Based on the text of the SEC’s own “Commission Opinion Standards,” it would seem that the three SEC Commissioners voting in favor of co-signing the amicus brief failed to exercise a “full understanding of the matter”. Thus, because of the blatant disregard for the full matter, they ignored or compromised many of the underlying facts of the case prior to officially taking a stance. By cosigning the Solicitor General’s brief without a full understanding of the dispute, Commissioners may well have arrived at an “arbitrary conclusion”, based on a whim, political pressure, or impulse rather than by reasoning carefully, consideration of the facts of the case, or adhering to constitutional principle.
Ironically, regulated companies are held to a higher ethical degree than that, as per the agency’s own Ethical Canons, a set of equitable standards that public companies are expected to abide by. For instance, one the standards require companies to provide “timely and truthful” disclosures that are “thoroughly and accurately reported”. By contrast, the SEC’s cosignatory before the Supreme Court was disclosed in an untimely, underresearched, and seemingly cursory fashion.
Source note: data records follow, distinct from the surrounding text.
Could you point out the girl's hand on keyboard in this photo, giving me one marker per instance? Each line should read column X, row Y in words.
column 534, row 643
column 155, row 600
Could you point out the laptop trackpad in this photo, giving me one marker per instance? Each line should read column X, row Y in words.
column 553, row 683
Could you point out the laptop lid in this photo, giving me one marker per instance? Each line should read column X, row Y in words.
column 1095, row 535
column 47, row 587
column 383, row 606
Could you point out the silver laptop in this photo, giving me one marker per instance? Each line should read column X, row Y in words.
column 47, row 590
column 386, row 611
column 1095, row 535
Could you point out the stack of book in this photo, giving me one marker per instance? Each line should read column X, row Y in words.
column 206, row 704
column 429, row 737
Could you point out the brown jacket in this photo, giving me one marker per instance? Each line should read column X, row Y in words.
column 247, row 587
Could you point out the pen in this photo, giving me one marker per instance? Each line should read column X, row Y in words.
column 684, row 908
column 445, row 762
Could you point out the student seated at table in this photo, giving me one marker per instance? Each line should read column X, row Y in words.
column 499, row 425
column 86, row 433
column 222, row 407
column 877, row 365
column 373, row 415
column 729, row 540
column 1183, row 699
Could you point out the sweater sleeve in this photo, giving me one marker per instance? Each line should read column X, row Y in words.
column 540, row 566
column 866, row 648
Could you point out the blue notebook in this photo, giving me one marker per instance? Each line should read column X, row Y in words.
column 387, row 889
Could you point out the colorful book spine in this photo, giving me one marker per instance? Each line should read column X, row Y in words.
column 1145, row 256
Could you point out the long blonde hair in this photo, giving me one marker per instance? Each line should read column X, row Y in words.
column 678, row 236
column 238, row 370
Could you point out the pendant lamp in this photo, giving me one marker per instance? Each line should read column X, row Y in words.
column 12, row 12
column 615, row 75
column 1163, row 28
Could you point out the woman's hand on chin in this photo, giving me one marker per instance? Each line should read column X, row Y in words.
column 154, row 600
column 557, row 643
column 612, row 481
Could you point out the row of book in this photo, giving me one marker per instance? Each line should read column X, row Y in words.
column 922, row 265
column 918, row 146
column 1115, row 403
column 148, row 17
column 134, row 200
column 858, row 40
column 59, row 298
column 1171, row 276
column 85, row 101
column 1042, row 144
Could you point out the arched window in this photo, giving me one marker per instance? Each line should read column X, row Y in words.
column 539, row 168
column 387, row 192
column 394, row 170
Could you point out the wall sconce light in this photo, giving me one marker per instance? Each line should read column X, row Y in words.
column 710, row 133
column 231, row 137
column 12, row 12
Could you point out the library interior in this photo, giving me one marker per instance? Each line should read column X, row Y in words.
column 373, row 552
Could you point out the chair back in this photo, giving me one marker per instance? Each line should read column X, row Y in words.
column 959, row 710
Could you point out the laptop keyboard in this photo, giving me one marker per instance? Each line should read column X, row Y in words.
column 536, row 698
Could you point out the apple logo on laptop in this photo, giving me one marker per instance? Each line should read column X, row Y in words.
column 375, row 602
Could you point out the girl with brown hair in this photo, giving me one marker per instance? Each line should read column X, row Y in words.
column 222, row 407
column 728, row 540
When did the SEC decide it was fine to operate above its own principles?
By signing onto the Solicitor General’s amicus brief, the SEC asserts an “interest in the protection of persons who report potential violations of the federal securities laws and regulations that the SEC enforces.” The SEC, as an independent regulatory agency, has a public duty to uphold the integrity of their organization and every registered securities firm that they represent without bias. However, this professional interest is delegitimized when the Commission failed to consider whether proof of intent is in fact a requisite for alleging whistleblower retaliation.
During oral argument, several conservative and liberal Justices appeared to be critical of the assistant solicitor general Anthony Yang’s questionable portrayal of the “contributing factor” causation being sufficient to justify a whistleblower’s claims. Both Yang and the attorney for Murray faced a difficult time convincing the Justices that showing proof of retaliatory intent in the act of firing a whistleblower for protected behavior was not an intended requirement within SOX’s 1514A provision.
Arguing for UBS, former Labor Secretary Eugene Scalia provided a strong case for why there is a firm presumption that Murray must overcome the burden of proving discriminatory intent when filing a retaliation case. SOX’s discriminatory intent does not require causation (and should not be conflated), yet only need to show that Murray was fired for adverse reasons relating to his protected behavior. A key argument that Scalia issues to undermine the Solicitor General and SEC’s stance in the matter is as follows:
“In Sarbanes-Oxley, Congress employed a phrase: ‘discriminate because of’ that has long been recognized to require a plaintiff to show discriminatory intent”, Scalia states. “Congress also incorporated in Sarbanes- Oxley the ‘contributing factor’ standard of the air 21 statue to address a distinct issue that this court and Congress occasionally grapple with, and that is the causation standard in a discrimination case. But just as Congress did not eliminate an intent requirement in the Title VII, where it would adopt the reduced motivating factor causation test in Title VII, so in Sarbanes-Oxley, it did not eliminate an intent requirement by incorporating the reduced contributing factor causation test of air 21.”
In conclusion, I am convinced that the Murray incident represents an alarming instance of institutional neglect for the ethical standards governing the careful, impartial review of major securities disputes. Co-signing an amicus brief by the federal government is especially significant because the Supreme Court often defers the highest level of attention to briefs submitted by the Solicitor General. The SEC’s co-signatory role further cements this institutional advantage and is perceived as a professional badge of approval by the justices. Therefore, by failing to exercise due diligence and careful consideration of a lawsuit impacting all private-sector whistleblowers across a number of companies, the SEC does a disservice to We the People.